I am okay with checkpoints, and I'd probably be okay with fingerprint scans. But I see nothing beneficial in the current immigration bureaucracy. I see no reason to interfere with people coming here to get a job.
That seems contradictory. On the one hand you have no problems with security measures at the border, but on the other hand you say that "workers" should not be interfered with. If we are to have freedom of movement across the border why should we have checkpoints? Conversely, if we can have checkpoints, why not have an immigration policy that controls border entry? Pretty much every country I know of does that.
When the laws essentially entrench a black market underground in immigration and labor trade, why would you expect a different outcome?
What I expect is not the issue. What's actually happening is. If a "black market" in labor allows in an extremely high number of immigrants and many of those are engaged in inappropriate behaviors, those same people (and a whole lot more) would enter the country and engage in those behaviors under an open border policy. To suggest otherwise is to suggest that a better class of people would visit my home in the wee hours of the morning if I simply left my door unlocked. Or perhaps it suggests that a terrorist with bomb making equipment might come to the border and say "Sweet Mohammed! How will I ever slip this material past those invisible guards?"
Perhaps, but someone crossing the U.S. border is not tresspassing on your land unless your land is on the border and the someone steps on your land.

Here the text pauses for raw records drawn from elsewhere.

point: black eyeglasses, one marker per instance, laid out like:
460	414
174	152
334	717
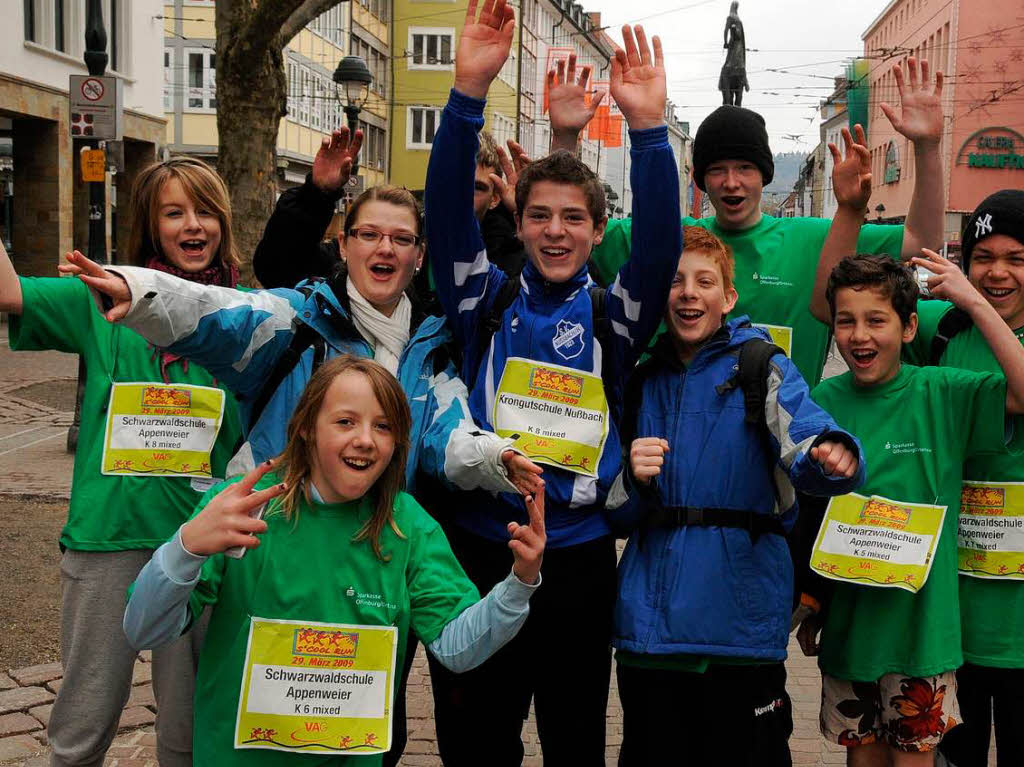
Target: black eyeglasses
398	239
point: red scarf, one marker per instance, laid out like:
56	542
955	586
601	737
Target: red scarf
218	273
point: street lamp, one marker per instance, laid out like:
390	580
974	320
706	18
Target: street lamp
352	81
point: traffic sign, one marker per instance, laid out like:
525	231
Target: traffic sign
95	107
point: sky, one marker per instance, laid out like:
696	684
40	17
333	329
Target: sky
808	41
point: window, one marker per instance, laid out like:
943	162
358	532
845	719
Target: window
30	19
201	71
58	26
430	48
421	125
168	79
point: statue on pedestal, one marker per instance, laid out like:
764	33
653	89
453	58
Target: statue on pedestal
732	81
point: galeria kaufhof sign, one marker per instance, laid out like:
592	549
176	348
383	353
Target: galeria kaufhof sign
992	147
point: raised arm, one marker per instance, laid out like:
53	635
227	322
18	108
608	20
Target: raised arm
637	298
852	185
292	248
568	107
238	336
463	275
921	120
949	284
10	288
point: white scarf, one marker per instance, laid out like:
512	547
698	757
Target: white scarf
388	335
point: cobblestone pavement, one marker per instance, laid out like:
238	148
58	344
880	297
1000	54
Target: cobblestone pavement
34	462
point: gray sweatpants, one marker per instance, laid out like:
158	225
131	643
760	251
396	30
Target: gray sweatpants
98	663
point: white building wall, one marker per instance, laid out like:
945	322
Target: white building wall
141	49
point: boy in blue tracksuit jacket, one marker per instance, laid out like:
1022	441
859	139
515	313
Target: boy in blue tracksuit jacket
706	581
545	382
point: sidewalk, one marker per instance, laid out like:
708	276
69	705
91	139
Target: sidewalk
35	391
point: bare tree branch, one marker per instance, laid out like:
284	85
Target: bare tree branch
303	15
267	18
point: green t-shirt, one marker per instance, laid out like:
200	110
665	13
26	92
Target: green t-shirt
915	430
309	569
776	260
991	611
112	513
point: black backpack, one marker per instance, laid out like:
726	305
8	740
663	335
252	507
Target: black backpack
953	322
506	296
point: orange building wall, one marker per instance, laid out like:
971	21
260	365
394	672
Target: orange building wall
980	48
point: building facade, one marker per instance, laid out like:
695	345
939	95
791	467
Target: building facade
424	41
360	28
834	119
980	48
45	203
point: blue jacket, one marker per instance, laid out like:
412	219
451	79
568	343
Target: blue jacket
548	323
715	591
240	337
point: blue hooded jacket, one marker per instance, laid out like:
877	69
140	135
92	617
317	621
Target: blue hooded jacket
712	590
548	322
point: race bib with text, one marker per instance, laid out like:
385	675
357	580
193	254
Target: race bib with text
990	538
156	429
878	542
556	416
316	688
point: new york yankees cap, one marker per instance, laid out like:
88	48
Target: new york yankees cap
999	213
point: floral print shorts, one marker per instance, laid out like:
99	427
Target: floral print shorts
909	714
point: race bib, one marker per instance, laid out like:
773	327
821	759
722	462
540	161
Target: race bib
316	688
990	540
878	542
156	429
781	336
555	415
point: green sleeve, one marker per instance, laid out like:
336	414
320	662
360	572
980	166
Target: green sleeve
881	240
612	252
982	400
438	588
208	588
56	313
930	312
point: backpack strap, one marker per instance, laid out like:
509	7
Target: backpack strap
492	322
752	377
953	322
304	338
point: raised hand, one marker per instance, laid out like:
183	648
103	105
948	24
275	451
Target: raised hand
333	164
528	541
921	105
567	102
852	175
227	520
113	290
836	459
647	458
638	81
511	168
483	46
522	472
807	635
947	281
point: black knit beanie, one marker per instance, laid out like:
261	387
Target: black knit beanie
732	133
999	213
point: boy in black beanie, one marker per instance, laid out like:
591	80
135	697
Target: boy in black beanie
776	257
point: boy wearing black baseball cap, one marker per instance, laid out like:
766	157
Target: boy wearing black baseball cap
776	257
991	526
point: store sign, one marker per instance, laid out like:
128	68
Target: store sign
992	147
892	164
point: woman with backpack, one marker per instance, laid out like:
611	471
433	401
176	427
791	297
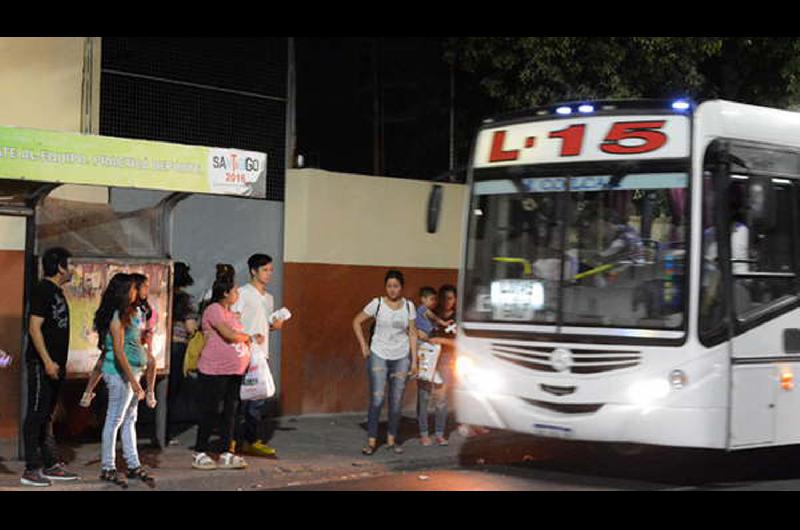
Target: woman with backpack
391	355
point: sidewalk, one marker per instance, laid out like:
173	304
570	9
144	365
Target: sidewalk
310	450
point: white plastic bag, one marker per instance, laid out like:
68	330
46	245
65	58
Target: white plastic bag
257	382
428	359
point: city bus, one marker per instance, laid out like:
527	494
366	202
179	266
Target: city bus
630	275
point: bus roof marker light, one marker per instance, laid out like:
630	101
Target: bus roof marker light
680	104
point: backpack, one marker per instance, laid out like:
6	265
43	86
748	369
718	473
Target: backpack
375	318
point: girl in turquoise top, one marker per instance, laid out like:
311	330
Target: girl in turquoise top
116	321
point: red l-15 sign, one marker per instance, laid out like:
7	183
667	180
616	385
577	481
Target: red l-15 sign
598	138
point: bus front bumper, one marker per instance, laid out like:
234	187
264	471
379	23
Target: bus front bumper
612	422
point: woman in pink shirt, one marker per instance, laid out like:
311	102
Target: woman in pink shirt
223	362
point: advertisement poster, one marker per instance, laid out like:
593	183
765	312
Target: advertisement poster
83	296
31	154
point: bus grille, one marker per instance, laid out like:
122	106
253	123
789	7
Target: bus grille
583	361
566	408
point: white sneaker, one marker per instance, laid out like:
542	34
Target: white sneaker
231	461
203	461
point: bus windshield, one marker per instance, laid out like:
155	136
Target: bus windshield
598	249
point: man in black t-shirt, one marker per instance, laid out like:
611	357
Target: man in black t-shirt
46	360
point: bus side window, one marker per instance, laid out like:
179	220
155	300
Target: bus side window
767	251
712	308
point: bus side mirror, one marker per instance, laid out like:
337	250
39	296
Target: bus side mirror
761	203
434	208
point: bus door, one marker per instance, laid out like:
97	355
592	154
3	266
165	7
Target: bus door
760	217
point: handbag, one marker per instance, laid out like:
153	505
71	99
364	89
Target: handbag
193	351
257	383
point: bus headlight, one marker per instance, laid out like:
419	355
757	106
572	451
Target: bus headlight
643	393
482	380
678	379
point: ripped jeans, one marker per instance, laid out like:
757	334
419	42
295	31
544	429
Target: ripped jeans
380	371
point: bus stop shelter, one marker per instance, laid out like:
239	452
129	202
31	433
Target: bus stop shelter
33	163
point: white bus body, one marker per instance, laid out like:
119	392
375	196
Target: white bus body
568	346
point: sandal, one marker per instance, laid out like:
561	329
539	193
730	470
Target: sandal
231	461
142	474
396	449
203	461
111	475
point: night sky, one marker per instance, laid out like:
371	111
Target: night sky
336	97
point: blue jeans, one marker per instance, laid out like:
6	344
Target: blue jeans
121	414
380	371
426	390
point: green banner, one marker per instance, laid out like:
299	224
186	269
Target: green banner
71	158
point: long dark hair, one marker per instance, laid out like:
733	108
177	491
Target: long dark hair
221	287
142	303
116	298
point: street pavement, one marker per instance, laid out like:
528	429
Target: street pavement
323	453
311	450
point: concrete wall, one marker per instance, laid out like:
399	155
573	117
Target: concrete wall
342	233
42	88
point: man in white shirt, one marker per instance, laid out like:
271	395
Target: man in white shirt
255	305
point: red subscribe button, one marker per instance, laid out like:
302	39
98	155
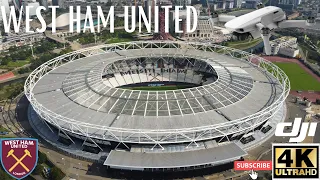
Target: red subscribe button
252	165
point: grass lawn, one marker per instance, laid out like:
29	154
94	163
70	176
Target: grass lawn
299	78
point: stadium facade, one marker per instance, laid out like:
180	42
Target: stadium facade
85	101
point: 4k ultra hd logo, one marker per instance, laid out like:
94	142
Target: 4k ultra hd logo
295	161
296	129
19	156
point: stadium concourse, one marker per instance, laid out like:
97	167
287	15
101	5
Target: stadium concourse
84	104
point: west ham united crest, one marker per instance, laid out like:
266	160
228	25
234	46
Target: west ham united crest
19	156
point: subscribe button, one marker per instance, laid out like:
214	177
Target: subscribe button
252	165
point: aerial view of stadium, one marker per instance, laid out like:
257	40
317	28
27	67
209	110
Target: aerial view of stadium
114	104
88	103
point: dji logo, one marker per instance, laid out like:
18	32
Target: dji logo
296	129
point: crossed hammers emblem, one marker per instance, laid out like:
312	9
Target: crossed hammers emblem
19	161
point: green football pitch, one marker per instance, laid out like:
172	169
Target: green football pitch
299	78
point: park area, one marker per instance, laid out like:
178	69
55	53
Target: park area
300	80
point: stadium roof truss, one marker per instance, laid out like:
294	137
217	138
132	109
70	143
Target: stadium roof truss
157	137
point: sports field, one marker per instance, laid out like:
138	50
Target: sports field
299	78
158	88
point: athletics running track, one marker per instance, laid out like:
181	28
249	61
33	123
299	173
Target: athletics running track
311	95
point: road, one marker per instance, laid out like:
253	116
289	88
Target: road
15	118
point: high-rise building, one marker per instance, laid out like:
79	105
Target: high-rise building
4	3
44	3
33	6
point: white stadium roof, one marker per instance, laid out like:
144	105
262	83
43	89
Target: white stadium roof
63	20
73	96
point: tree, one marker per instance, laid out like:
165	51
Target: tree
38	170
42	158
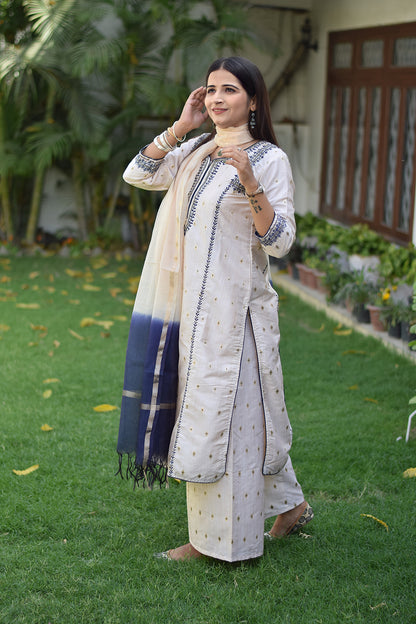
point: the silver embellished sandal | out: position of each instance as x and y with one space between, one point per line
303 519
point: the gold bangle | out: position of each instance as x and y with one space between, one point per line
258 190
171 131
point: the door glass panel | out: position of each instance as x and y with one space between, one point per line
372 53
342 57
359 146
404 54
343 148
373 153
391 157
330 148
408 161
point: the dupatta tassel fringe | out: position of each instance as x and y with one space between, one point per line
145 476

Yes, they are trespassing on my land, because while the proprietor may be anyone from a private citizen to a business to the US Government itself, the border protects my nation from invasion. I don't own New York or the Pentagon either, but I still insist Al Quaeda attacked my land. The right of the individual to protect his own private property extends to the right of this society to protect its territory.
People move from state to state within the U.S. all the time, and yet I see no one saying that such a violation of private property. I see no reason at all why someone crossing the U.S border would be trespassing when crossing the nearest state-to-state border is not.
That's simply a false analogy. The relationship between the sovereign states established in the Articles of Confederation and perpetuated in the Constitution (and clarified in the fourteenth amendment) make state border control of individual movement moot. No such relationship exists with Mexico, Canada or any other nation. To look at it from another angle, if an illegal alien crosses the border from Mexico to Texas he has committed a crime. If he then crosses the border from Texas to Oklahoma, he has committed no further crime (at least I don't think he has). If Oklahoma catches him, they aren't sending him back to Texas. They're sending him back to Mexico.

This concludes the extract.